In 100 WAYS TO MURDER YOUR WIFE, Chow Yun-Fat plays the captain and goalkeeper of a Malaysian soccer team which came to participate in a tournament in Hong Kong.  Football Fat -- yes, this is one of those movies where some of the characters have the same name as the actors who play them! -- also happens to be the immensely jealous husband of a beautiful as well as sweet former Miss Malaysia named Joey (who is portrayed by -- you guessed it! -- Joey Wong).  When Fat sees Joey happily chatting with other men, be it the soccer squad's gay doctor or a friendly but equally innocent member of a rival team, he gets so enraged that he not only has to utter wordless screams but also needs to pull all the leaves off any poor plant within grasping distance.
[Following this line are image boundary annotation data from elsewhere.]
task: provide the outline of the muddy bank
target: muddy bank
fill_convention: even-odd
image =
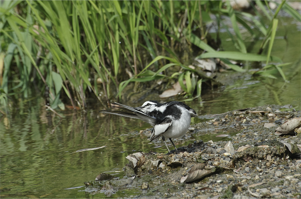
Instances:
[[[299,198],[300,134],[275,132],[286,121],[300,117],[299,111],[283,110],[288,107],[210,116],[213,119],[192,125],[187,133],[214,131],[229,140],[196,140],[167,154],[131,154],[122,177],[100,175],[85,183],[85,191],[114,197],[126,190],[133,191],[131,198]],[[231,134],[235,132],[240,132]]]

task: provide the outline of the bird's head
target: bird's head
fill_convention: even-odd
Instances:
[[[144,102],[142,106],[136,108],[145,113],[147,114],[154,111],[158,107],[157,105],[160,104],[157,101],[147,101]]]

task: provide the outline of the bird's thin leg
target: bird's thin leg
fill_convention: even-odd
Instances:
[[[165,137],[163,136],[162,136],[162,140],[163,140],[164,143],[165,144],[166,148],[167,148],[167,149],[168,150],[168,152],[170,152],[170,151],[169,150],[169,149],[168,148],[168,147],[167,146],[167,145],[166,144],[166,142],[165,142]]]
[[[177,147],[175,147],[175,144],[173,143],[173,142],[172,142],[172,140],[171,140],[171,138],[169,138],[169,140],[170,140],[170,141],[171,142],[171,143],[172,144],[172,145],[173,145],[173,146],[175,147],[175,150],[178,151],[178,149],[177,149]]]

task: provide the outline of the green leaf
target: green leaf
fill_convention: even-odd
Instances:
[[[206,53],[197,57],[197,59],[204,59],[208,58],[220,58],[230,59],[235,60],[245,61],[262,62],[266,60],[267,57],[264,55],[250,53],[244,53],[237,51],[219,51],[214,53]],[[271,56],[270,61],[281,62],[281,59],[276,57]]]
[[[272,48],[273,47],[273,44],[274,43],[274,40],[275,39],[275,36],[276,35],[276,31],[277,30],[277,26],[278,24],[278,20],[274,19],[273,20],[273,25],[272,26],[272,33],[271,35],[271,39],[268,45],[268,55],[267,56],[266,63],[266,64],[268,65],[269,59],[268,58],[271,55],[271,52],[272,51]]]
[[[60,74],[54,71],[52,71],[51,72],[51,76],[55,88],[55,93],[57,95],[60,93],[62,89],[63,80]]]

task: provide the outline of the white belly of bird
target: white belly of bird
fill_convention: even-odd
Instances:
[[[189,113],[185,112],[182,119],[174,121],[168,130],[162,135],[166,139],[182,137],[188,130],[190,125],[191,117]]]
Things come to a head one day when Fat thinks he's overhearing Joey and the team doctor plotting to poison him (I can't be sure but my sense is that they were in fact trying to figure out how to add vitamin and other kinds of healthy supplements to his diet).  That evening, there's a party at Fat and Joey's temporary Hong Kong residence (loaned to them for the duration of their stay there by Wong Jing).  Roberto, the star of the Hong Kong soccer team (who comes in the form of this film's director), is one of its attendees.  He himself is stewing about his wife (a clothes designer with questionable tastes, high ambitions and an obviously sharp tongue portrayed by Anita Mui), who had humiliated him in front of his neighbors just before he left for the party.  Ignoring her instructions to not drink alcohol while there (and also return home early), Roberto proceeds to drink the evening away with Fat and come to an agreement which sends Fat off to kill his already angry wife while he does the same to the unsuspecting Joey.
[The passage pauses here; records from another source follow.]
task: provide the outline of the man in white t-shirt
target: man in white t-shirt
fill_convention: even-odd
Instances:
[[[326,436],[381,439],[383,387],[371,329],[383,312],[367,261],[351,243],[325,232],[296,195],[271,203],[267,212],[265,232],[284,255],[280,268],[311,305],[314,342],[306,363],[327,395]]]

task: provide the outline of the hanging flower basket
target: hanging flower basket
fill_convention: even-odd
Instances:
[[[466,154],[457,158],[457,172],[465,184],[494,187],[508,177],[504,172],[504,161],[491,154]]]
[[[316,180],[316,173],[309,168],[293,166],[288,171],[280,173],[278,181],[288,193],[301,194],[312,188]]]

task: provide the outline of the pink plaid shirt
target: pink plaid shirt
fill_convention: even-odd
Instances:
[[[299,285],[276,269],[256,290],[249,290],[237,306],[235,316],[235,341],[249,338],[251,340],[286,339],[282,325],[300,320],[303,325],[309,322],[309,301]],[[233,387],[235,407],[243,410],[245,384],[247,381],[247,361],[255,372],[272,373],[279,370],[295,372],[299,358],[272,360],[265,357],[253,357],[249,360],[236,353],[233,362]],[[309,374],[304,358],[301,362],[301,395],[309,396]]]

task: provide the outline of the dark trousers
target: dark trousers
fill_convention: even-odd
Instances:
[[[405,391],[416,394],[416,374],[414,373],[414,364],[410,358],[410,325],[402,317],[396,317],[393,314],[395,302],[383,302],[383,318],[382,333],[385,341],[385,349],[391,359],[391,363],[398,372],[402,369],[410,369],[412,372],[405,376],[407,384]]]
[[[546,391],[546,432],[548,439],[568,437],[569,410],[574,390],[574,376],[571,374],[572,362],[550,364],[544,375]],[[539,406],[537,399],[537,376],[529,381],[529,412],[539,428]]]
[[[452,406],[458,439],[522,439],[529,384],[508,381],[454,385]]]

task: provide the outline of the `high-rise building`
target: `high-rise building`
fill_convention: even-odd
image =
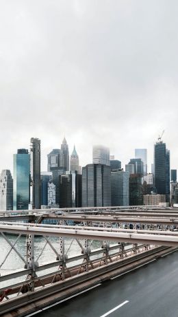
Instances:
[[[13,210],[13,179],[10,170],[3,170],[0,176],[0,210]]]
[[[60,208],[72,207],[72,175],[60,176]]]
[[[166,199],[170,201],[170,151],[166,150]]]
[[[129,172],[129,175],[135,173],[135,165],[133,164],[125,164],[125,171]]]
[[[30,156],[28,150],[21,149],[14,154],[14,210],[29,208]]]
[[[129,205],[129,173],[115,170],[111,173],[112,206]]]
[[[170,195],[170,153],[162,141],[154,145],[154,179],[157,194],[166,195],[168,201]]]
[[[143,173],[147,173],[147,149],[136,149],[135,158],[140,158],[143,162]]]
[[[64,171],[69,171],[68,146],[65,138],[62,141],[60,149],[60,168]]]
[[[48,206],[50,207],[56,206],[55,186],[52,181],[49,181],[48,183]]]
[[[144,205],[159,205],[166,202],[166,195],[160,194],[144,195]]]
[[[60,168],[58,170],[53,170],[53,183],[55,186],[55,204],[60,205],[60,176],[66,174],[66,170]]]
[[[32,208],[40,209],[41,206],[40,140],[31,138],[31,182],[32,185]]]
[[[120,169],[121,168],[121,162],[118,160],[110,160],[110,166],[111,170]]]
[[[77,172],[79,174],[81,174],[81,167],[79,166],[79,160],[78,154],[77,153],[75,146],[74,146],[73,153],[71,155],[70,160],[70,170],[75,172]]]
[[[110,166],[110,149],[102,145],[92,147],[92,163]]]
[[[111,168],[100,164],[82,168],[82,207],[111,206]]]
[[[52,180],[52,172],[41,172],[41,204],[48,206],[48,184]]]
[[[50,172],[54,169],[58,169],[60,166],[60,150],[53,149],[49,154],[47,155],[48,164],[47,170]]]
[[[177,170],[170,170],[170,182],[177,182]]]
[[[144,174],[144,165],[143,162],[140,158],[130,159],[129,164],[134,165],[134,173],[135,174]]]
[[[142,206],[143,194],[142,186],[142,174],[131,174],[129,177],[129,205]]]
[[[143,182],[146,182],[148,185],[153,185],[153,174],[149,173],[144,175]]]

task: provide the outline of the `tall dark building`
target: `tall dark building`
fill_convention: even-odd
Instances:
[[[52,173],[42,172],[41,173],[41,204],[48,206],[48,184],[52,179]]]
[[[54,169],[59,169],[60,166],[60,150],[59,149],[53,149],[49,154],[47,155],[48,158],[48,172]]]
[[[170,194],[170,152],[162,141],[157,142],[154,146],[154,168],[157,193],[166,195],[168,201]]]
[[[118,160],[110,160],[110,162],[112,171],[121,168],[121,162]]]
[[[129,205],[142,206],[143,193],[142,186],[142,174],[131,174],[129,177]]]
[[[27,210],[29,204],[30,157],[28,150],[20,149],[14,154],[13,209]]]
[[[114,169],[111,173],[112,206],[129,205],[129,173]]]
[[[60,150],[60,168],[64,170],[69,171],[69,153],[68,146],[65,138],[61,144]]]
[[[40,140],[31,139],[31,182],[32,185],[32,208],[40,209],[41,206]]]
[[[72,207],[72,175],[60,175],[60,208]]]
[[[170,182],[177,182],[177,170],[170,170]]]
[[[144,164],[140,158],[131,159],[129,164],[134,164],[135,174],[144,174]]]
[[[55,204],[60,205],[60,176],[66,174],[66,170],[62,168],[52,169],[53,183],[55,186]]]
[[[13,210],[13,179],[10,170],[0,175],[0,210]]]
[[[72,207],[81,207],[81,175],[77,171],[66,172],[71,175],[72,182]]]
[[[82,207],[111,206],[111,168],[101,164],[82,168]]]
[[[170,201],[170,151],[166,150],[166,200]]]

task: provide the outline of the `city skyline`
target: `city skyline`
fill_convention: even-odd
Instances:
[[[42,140],[42,169],[64,135],[82,166],[92,162],[92,145],[104,143],[123,166],[134,149],[147,148],[150,169],[164,129],[177,168],[178,3],[171,3],[3,1],[1,170],[12,171],[12,155],[29,149],[31,135]]]
[[[31,138],[31,136],[30,136],[30,138]],[[29,138],[29,140],[30,140],[30,138]],[[40,138],[38,138],[38,136],[37,136],[37,138],[38,139],[40,139]],[[47,167],[47,166],[48,166],[47,155],[49,155],[49,153],[50,152],[51,152],[53,151],[53,149],[60,149],[60,146],[61,146],[62,139],[63,139],[62,138],[59,138],[58,147],[58,144],[54,144],[53,147],[51,146],[51,148],[47,148],[47,147],[45,147],[45,146],[44,146],[44,148],[42,147],[43,144],[45,144],[45,143],[44,143],[45,140],[40,139],[41,140],[41,142],[42,142],[42,146],[41,146],[42,147],[42,149],[41,149],[41,171],[47,171],[47,168],[48,168]],[[81,144],[81,153],[79,153],[79,151],[78,151],[77,144],[76,145],[76,142],[74,142],[73,145],[71,145],[71,142],[70,142],[70,140],[68,138],[66,138],[66,139],[67,144],[68,145],[69,155],[71,156],[71,155],[72,154],[72,152],[73,152],[73,146],[74,146],[74,145],[75,145],[75,148],[76,148],[76,150],[77,150],[77,153],[79,154],[79,157],[84,157],[84,155],[82,155],[82,144]],[[170,152],[170,169],[178,169],[178,164],[177,163],[175,164],[175,165],[173,165],[173,162],[175,161],[175,157],[174,157],[174,153],[173,153],[173,151],[170,149],[169,146],[168,145],[168,144],[165,141],[164,138],[163,138],[162,140],[162,141],[164,142],[165,142],[166,144],[166,146],[168,146],[168,148],[169,149]],[[115,153],[113,153],[113,151],[111,151],[110,146],[107,146],[107,147],[108,147],[110,149],[110,155],[114,155],[115,160],[118,160],[121,161],[122,168],[124,168],[124,169],[125,169],[125,164],[128,164],[130,159],[131,159],[132,157],[134,157],[135,150],[136,149],[147,149],[147,162],[148,162],[148,164],[147,164],[147,166],[148,166],[147,169],[148,169],[148,173],[151,173],[151,164],[153,163],[153,160],[154,160],[154,157],[153,157],[154,144],[157,142],[157,138],[153,143],[152,151],[151,151],[151,149],[150,151],[148,151],[148,149],[147,148],[147,144],[143,148],[138,147],[138,146],[137,148],[132,148],[131,151],[131,153],[130,153],[130,155],[129,155],[129,153],[128,153],[129,156],[127,157],[126,157],[125,155],[124,155],[123,152],[125,151],[121,151],[120,156],[118,157]],[[19,142],[19,144],[22,144],[22,142]],[[25,144],[26,144],[26,146],[25,146]],[[1,166],[0,166],[0,169],[1,170],[10,169],[12,173],[12,175],[13,175],[13,155],[16,153],[16,149],[18,149],[18,148],[19,149],[20,148],[25,148],[25,149],[29,149],[30,146],[29,145],[29,140],[26,140],[25,144],[23,144],[23,145],[22,144],[22,146],[20,146],[20,145],[18,146],[17,144],[17,146],[16,146],[16,148],[15,149],[15,152],[12,153],[12,160],[10,160],[10,157],[8,157],[8,162],[10,162],[10,165],[8,165],[7,160],[4,160],[4,165],[3,165],[3,163],[2,163]],[[84,163],[82,162],[82,161],[81,161],[81,160],[80,158],[80,165],[81,166],[84,166],[87,165],[88,164],[91,164],[92,162],[92,147],[93,147],[93,145],[92,145],[91,148],[90,149],[89,155],[87,157],[86,157],[85,160],[83,160]],[[94,145],[96,145],[96,144],[94,144]],[[103,142],[101,143],[100,145],[105,146],[105,144],[104,144]],[[133,145],[134,145],[134,144],[133,144]],[[84,142],[84,148],[85,148]],[[2,157],[3,157],[3,155],[1,155],[1,162],[2,162]],[[120,159],[120,157],[124,157],[125,161],[122,160],[122,158]],[[6,164],[5,164],[5,161]],[[12,161],[12,162],[10,162],[10,161]],[[1,160],[0,160],[0,162],[1,162]]]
Suffice to say here that the first murder attempts were not successful.  And although there weren't as many as 100 ways enacted by the two bumbling men to kill their wives, we are indeed shown quite a few; many of which are obviously too imaginative and outlandish to be all that easily and successfully carried out by rank amateurs.  Piranhas, a giant television set, a swimming pool, a deck chair, ice darts propelled from a catapult, thick glass designed to channel the sun's rays to burn and more get commandeered by the men for their nefarious purposes.  Along the way in 100 WAYS TO MURDER YOUR WIFE, we also are treated to such sights as:  Anita Mui and Chow Yun Fat brandishing large kitchen knives at each other; Joey booting Fat in the head with a soccer ball and also whacking that part of him with her hand; Anita Mui pouting until she is allowed to score a goal past Kenny Bee; Roberto washing his hair in a urinal; Fat playing a drinking-cum-chanting game with a dummy; the two husbands bawling like babies and getting mistaken for a gay couple in at a discotheque; and the two wives throwing temper tantrums plus hijacking a hot air balloon.
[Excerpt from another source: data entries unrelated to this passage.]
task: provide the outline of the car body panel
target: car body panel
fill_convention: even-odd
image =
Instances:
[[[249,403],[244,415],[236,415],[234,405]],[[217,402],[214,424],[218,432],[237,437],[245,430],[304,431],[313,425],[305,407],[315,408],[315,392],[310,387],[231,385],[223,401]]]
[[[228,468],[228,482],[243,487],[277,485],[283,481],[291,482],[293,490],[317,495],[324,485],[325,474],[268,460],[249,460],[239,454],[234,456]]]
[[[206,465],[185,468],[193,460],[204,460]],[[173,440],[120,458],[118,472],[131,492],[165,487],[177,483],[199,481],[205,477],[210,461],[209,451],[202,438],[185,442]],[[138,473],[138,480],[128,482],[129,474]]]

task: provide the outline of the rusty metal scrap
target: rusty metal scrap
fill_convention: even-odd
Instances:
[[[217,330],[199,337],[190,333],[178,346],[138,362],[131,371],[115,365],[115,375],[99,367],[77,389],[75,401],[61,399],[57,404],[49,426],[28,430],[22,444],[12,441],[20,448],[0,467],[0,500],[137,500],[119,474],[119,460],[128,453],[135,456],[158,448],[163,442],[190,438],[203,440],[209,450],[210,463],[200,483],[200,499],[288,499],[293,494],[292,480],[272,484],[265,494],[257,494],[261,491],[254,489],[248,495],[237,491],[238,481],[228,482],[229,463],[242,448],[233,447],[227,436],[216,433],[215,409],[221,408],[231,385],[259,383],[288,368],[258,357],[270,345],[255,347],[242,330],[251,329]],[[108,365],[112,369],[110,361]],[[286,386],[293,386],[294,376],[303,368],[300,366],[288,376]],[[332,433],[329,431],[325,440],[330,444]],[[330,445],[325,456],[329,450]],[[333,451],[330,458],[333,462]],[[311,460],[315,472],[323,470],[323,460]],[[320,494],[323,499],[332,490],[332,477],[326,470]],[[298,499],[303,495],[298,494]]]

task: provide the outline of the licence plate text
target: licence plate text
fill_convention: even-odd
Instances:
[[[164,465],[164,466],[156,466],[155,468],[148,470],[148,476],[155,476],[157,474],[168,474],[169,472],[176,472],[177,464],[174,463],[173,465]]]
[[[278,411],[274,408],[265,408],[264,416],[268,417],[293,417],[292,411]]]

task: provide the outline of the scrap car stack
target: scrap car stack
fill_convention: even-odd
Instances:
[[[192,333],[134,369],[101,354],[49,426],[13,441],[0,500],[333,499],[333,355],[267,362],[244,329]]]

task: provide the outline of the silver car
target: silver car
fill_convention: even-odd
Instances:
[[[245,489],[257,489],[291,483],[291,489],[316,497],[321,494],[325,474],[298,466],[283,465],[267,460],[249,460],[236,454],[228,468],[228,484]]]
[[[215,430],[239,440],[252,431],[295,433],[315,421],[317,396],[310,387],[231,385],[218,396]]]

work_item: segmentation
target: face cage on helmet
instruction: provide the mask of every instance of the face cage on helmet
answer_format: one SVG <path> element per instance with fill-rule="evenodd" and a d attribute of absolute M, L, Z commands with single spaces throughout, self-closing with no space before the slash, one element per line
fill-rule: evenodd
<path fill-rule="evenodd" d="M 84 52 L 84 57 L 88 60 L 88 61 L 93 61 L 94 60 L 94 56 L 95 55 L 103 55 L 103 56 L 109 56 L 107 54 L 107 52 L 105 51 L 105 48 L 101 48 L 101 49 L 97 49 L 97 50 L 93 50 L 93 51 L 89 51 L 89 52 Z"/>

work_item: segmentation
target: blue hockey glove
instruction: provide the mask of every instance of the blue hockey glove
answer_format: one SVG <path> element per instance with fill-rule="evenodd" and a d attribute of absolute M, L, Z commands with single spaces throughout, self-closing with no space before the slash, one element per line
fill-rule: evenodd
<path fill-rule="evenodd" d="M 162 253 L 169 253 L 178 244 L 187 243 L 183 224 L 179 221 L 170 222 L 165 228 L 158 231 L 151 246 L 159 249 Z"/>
If the descriptions furnished so far of events in the film do not make you smile or want to check out 100 WAYS TO MURDER YOUR WIFE, then it will obviously not be your cup of tea.  For myself, the zest and glee with which its stars inhabited their roles and did whatever they did in the madcap movie was itself a truly fun sight to behold.  How much did I enjoy this work?  Let's say that I almost didn't want it to end; and as it was, took about twice as long to watch the movie as one might usually do because I found myself rewinding and rewatching so many bits of it.  Furthermore, I am being entirely serious in stating that this is one of those gems that I am extremely happy to have stumbled across in my continuing exploration of what Hong Kong cinema has to offer.